Of course, it’s hard to live up to Pride and Prejudice, so it seems almost unfair to even mention it. Still, comparison is inevitable with a book that is so much an homage to the earlier novel.
There are also inevitable pitfalls when trying to bring the plot of a classic up to the modern era—Elizabeth and Jane Bennet have an excuse, as it were, for waiting around for marriage: there weren’t exactly a lot of other options at the time. In the 1930s when I Capture the Castle was set, there were presumably a few more ways for middle-class women to respectably make a living. At one point, there is talk of college for Cassandra, and I found myself thinking, “Yes! Go to college! Don’t wait for a man to save you!” But to their credit, Cassandra and Rose are equally uncomfortable with the whole idea of using marriage as a ticket out of poverty.
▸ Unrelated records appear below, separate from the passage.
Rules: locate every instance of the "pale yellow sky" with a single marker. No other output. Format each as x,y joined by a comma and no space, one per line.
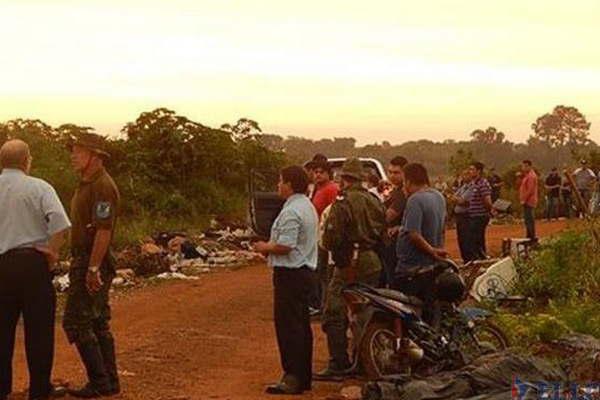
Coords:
378,70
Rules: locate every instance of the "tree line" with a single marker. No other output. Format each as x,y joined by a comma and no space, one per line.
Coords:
558,139
167,164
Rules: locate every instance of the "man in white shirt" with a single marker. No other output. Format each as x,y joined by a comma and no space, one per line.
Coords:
33,223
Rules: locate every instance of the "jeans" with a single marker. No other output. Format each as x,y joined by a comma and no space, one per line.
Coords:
476,237
568,205
528,216
292,322
462,233
26,290
552,207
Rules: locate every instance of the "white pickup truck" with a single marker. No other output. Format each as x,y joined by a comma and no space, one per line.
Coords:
265,206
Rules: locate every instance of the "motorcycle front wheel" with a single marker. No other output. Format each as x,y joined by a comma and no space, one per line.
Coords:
485,338
377,353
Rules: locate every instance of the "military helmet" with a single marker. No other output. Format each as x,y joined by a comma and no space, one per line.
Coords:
91,141
352,169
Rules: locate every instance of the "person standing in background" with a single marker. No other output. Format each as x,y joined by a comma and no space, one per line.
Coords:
480,209
528,195
353,229
584,182
394,211
86,321
292,253
309,169
566,191
552,186
496,183
462,198
325,193
33,223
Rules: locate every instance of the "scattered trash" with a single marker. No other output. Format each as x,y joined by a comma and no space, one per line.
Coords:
61,283
176,255
175,275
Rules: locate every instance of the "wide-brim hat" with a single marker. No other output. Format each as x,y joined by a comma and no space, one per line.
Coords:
352,168
91,141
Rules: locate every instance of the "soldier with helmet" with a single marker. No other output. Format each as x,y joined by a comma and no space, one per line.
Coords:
353,228
94,210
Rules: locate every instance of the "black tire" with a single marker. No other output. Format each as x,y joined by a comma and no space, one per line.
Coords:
486,338
493,330
377,353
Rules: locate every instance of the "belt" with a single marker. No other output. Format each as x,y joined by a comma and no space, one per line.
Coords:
76,253
18,251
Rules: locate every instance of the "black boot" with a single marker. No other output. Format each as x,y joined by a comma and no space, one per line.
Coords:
98,384
107,347
339,364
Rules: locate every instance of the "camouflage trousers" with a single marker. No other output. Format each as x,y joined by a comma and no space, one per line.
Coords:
87,315
335,319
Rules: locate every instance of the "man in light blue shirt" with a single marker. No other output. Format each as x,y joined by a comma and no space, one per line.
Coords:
33,224
296,227
292,252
In fact, what ultimately redeems I Capture the Castle, for me (apart from the irresistible narrative voice of Cassandra), is how conscious the characters are that they are straight out of central casting for an English novel, and how they try to fashion acceptable lives for themselves despite that being the case. Also, I can’t resist how steeped in literature, music, and painting they all are, as these passages attest:
As we walked back to the house [Stephen] asked if I thought that La Belle Dame Sans Merci would have lived in a tower like Belmotte. I said it seemed very likely; though I never really thought of her having a home life.
*
It was a wonderful moment when Rose stood there at the top of the stairs. It made me think of Beatrix in Esmond—but Beatrix didn’t trip over her dress three stairs from the bottom and have to clutch at the banisters with a green-dyed hand.
*
“Rose is a Romney,” said Simon. “She’s quite a bit like Lady Hamilton….And Cassandra’s a Reynolds, of course—the little girl with the mousetrap.”
“I’m not!” I said indignantly. “I hate that picture. The mouse is terrified, the cat’s hungry, and the girl’s a cruel little beast. I refuse to be her.”
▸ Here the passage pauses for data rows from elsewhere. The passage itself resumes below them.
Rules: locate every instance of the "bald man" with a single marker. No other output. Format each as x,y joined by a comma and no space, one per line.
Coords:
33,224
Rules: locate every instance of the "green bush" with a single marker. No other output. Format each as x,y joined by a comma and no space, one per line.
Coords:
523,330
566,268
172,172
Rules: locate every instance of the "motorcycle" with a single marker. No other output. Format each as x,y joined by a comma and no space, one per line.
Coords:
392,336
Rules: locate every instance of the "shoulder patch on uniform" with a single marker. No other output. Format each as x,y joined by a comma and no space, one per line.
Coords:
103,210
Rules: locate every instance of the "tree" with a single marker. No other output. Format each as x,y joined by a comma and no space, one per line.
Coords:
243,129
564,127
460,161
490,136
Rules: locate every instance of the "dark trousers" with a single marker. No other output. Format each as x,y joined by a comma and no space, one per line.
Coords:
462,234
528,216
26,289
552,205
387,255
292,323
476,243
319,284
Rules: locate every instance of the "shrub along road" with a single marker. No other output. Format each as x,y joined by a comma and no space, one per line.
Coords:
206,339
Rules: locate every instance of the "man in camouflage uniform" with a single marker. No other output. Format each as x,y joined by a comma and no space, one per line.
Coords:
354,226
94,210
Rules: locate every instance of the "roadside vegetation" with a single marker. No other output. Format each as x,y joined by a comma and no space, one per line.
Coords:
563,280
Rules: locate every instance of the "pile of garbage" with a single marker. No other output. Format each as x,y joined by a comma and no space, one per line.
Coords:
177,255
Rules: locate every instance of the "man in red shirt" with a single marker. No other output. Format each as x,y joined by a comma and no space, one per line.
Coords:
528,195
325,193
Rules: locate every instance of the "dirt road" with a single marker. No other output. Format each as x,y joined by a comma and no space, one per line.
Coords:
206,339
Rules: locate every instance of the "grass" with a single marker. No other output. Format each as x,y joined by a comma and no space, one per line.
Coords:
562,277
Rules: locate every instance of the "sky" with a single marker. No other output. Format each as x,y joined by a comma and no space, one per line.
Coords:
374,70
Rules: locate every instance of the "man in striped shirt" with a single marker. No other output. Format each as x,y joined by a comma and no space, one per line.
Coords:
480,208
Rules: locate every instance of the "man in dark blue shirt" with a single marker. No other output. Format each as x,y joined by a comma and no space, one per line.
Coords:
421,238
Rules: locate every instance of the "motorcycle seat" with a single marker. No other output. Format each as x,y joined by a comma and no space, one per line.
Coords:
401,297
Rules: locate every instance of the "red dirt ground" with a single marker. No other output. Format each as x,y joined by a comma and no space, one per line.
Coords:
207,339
Though the romantic story of I Capture the Castle left me fairly unmoved, the characters’ voracious love for the arts was love story enough for me. Cassandra and those in her world are always trying to integrate what they have read and seen and heard in the aesthetic realm into their everyday lives, and there’s no faster way to a lettered lady’s heart.
Lynne, this title is vaguely familiar to me, but I had no idea this was such a must-read for British lit. aficionados! It sounds interesting and fun, if not quite up to par as an Austenian romance!
I think you’ll enjoy it, Laura! And if you, or anyone else, disagrees regarding the leading men’s worthiness, I’m willing to be convinced!